SANAT SARAY DA SOYTARI OLACAĞINA, SOKAKTA KALSIN.
Küçük ama sevimli ve sıcacık bir atölyede hem resim yapıyor
hem de resim aşığı öğrencilerine ders veriyordu.
Şehir merkezinde olduğu için kirası kıt kanaat bir öğretmen
emeklisi için ucuz da değildi yani. Ama olsun
diyordu… Bir çocuk bile yetiştirsek ne mutlu. Ülkeme ve de ülkenin geleceği olan çocuklara canımız feda. Gençler de oldukça
yetenekliydi ve her verdiği dersi kolayca özümsüyor ve hayal dünyalarında
gezdirip realiteye döküyor , güzel üretimler yapıyorlardı. Umutları vardı. Hevesleri
ve sevgileri…Daha ne olsun?
Atölyeye ziyarete gidip geldikçe maddi gücü olmayıp, malzeme
alamayan öğrencilerine ben de alternatifler üretiyor küçük destekçilerle malzemelerini temin ediyordum.

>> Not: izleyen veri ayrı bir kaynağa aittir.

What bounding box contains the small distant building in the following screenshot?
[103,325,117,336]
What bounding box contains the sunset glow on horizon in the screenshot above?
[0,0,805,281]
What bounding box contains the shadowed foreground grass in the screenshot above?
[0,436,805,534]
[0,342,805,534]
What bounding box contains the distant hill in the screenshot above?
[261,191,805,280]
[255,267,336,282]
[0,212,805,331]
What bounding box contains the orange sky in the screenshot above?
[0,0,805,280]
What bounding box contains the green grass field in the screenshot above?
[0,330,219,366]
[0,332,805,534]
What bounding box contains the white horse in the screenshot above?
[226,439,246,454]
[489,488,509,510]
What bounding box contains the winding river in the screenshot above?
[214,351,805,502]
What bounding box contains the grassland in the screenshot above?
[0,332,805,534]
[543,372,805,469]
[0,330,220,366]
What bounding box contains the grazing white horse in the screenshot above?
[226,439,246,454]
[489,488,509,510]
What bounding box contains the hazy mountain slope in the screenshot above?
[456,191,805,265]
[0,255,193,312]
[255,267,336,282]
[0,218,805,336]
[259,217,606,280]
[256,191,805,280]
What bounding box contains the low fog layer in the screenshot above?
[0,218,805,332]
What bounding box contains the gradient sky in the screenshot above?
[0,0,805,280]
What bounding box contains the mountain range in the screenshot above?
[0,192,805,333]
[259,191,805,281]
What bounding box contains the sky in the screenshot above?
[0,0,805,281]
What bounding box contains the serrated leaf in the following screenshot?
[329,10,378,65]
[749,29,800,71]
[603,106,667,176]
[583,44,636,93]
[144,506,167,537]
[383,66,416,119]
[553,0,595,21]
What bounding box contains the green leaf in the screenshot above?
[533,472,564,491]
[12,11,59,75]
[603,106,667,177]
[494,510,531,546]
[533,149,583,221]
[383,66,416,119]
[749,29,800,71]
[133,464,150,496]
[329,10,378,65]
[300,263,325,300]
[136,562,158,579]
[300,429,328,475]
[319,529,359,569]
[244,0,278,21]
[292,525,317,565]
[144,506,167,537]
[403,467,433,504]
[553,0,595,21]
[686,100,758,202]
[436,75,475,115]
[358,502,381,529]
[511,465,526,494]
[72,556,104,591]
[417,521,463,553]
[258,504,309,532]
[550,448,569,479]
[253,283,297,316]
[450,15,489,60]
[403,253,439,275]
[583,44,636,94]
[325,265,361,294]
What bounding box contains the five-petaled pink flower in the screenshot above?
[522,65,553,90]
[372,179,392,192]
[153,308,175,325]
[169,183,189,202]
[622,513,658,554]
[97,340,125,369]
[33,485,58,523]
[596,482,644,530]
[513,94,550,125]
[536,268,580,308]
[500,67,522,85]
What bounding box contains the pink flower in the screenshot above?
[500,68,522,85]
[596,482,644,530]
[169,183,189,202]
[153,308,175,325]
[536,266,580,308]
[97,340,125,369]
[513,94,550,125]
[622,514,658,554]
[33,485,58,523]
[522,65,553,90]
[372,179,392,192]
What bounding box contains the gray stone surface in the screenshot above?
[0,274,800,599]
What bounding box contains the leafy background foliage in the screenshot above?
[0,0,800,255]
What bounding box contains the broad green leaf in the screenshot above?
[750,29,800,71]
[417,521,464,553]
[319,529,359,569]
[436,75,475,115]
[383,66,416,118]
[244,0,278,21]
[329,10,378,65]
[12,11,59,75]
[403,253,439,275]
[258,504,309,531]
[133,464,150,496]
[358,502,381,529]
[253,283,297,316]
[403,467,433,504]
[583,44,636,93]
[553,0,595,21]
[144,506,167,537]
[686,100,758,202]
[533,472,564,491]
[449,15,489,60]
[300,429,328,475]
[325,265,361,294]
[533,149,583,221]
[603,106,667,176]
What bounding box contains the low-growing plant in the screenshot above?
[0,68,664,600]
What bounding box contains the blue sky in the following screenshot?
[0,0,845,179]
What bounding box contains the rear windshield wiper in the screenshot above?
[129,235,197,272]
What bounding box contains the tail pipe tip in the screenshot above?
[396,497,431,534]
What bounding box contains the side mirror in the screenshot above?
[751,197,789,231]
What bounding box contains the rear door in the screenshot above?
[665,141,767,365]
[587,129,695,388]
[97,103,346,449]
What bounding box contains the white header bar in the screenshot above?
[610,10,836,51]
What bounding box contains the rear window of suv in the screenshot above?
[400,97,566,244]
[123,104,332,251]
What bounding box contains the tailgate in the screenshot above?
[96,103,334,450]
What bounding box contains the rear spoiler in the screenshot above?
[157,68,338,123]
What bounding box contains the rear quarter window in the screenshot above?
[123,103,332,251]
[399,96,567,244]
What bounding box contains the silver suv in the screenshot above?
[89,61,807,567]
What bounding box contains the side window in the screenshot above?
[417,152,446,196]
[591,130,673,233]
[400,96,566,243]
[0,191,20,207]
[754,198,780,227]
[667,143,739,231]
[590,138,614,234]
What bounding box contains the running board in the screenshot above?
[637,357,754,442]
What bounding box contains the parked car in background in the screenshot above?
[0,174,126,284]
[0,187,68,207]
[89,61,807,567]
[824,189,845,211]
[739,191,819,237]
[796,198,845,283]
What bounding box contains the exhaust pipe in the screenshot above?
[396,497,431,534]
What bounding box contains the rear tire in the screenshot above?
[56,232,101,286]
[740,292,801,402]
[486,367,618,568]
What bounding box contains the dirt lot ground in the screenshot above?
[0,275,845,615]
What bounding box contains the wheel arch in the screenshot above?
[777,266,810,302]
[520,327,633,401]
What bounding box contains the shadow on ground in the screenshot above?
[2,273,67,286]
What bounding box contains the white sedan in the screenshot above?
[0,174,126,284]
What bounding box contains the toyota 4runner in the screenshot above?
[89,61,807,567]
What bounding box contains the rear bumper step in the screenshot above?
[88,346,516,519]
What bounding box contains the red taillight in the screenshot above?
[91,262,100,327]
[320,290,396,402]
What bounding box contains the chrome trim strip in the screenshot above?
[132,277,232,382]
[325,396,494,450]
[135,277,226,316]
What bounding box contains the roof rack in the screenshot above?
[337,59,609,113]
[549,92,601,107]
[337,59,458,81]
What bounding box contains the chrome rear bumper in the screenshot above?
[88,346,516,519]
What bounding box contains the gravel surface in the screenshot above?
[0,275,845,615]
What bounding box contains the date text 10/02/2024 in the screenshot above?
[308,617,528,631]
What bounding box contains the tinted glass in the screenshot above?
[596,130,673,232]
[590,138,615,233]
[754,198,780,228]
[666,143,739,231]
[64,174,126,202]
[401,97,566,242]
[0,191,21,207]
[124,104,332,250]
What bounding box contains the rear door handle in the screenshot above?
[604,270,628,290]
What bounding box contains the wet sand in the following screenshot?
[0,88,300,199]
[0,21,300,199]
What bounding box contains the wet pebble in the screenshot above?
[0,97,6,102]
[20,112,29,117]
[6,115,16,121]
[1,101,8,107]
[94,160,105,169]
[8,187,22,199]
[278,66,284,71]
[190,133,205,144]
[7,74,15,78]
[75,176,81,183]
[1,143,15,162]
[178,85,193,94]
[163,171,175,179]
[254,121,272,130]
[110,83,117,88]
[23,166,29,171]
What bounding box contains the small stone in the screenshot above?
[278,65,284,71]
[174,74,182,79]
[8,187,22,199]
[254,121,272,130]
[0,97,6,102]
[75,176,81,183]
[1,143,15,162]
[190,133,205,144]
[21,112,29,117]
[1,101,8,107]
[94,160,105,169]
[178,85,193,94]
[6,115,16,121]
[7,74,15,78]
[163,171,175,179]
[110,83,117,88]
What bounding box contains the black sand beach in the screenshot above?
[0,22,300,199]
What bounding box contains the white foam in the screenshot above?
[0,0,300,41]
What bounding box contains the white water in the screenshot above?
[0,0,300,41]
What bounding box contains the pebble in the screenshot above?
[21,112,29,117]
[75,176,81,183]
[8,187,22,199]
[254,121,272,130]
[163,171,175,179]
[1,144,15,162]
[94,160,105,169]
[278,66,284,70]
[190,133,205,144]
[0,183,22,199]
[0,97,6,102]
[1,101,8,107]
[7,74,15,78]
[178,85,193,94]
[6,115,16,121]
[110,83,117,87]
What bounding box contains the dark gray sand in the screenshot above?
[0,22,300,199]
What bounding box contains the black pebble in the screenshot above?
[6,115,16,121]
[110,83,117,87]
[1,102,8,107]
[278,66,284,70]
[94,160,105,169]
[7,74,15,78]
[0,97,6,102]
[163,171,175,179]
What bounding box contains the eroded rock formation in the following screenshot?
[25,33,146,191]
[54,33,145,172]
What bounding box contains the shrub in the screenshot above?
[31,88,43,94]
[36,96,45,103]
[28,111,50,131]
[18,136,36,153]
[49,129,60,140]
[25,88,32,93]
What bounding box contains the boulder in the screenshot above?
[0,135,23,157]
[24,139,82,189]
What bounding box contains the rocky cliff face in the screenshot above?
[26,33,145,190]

Bu ufacık ama maneviyatı yüksek katkılar belki de bizim geleceğimize bir yatırım ve borcumuzdu. Ama gel gelelim herkes böyle düşünmüyordu.
Orası bir atölyeydi fakat devlete göre
vergi levhası olmalıydı çünkü onlara göre bir işletmeydi. Sokakta belediye, dükkanda
maliye sanata geçit vermiyordu. Az bir zaman vardı eserlerini sergilemeye. Ben de butik sergiler düzenliyordum.
Ve onlara bir sergi açacaktım…Restorant, otel vb. her yer bizim için sanat
galerisiydi… O gün oraya resimlerdeki son durumu görmeye gittiğimde o tartışmanın içinde buldum kendimi…Elbette
yasal zeminlere oturmalıydı her şey…Ki Ülkede o kadar gayri meşru fabrikalar,
kaçakçılar hırsızlar varken dikkat edilmeliydi o küçük emekçinin ticari faaliyeti olmayan atölyesine…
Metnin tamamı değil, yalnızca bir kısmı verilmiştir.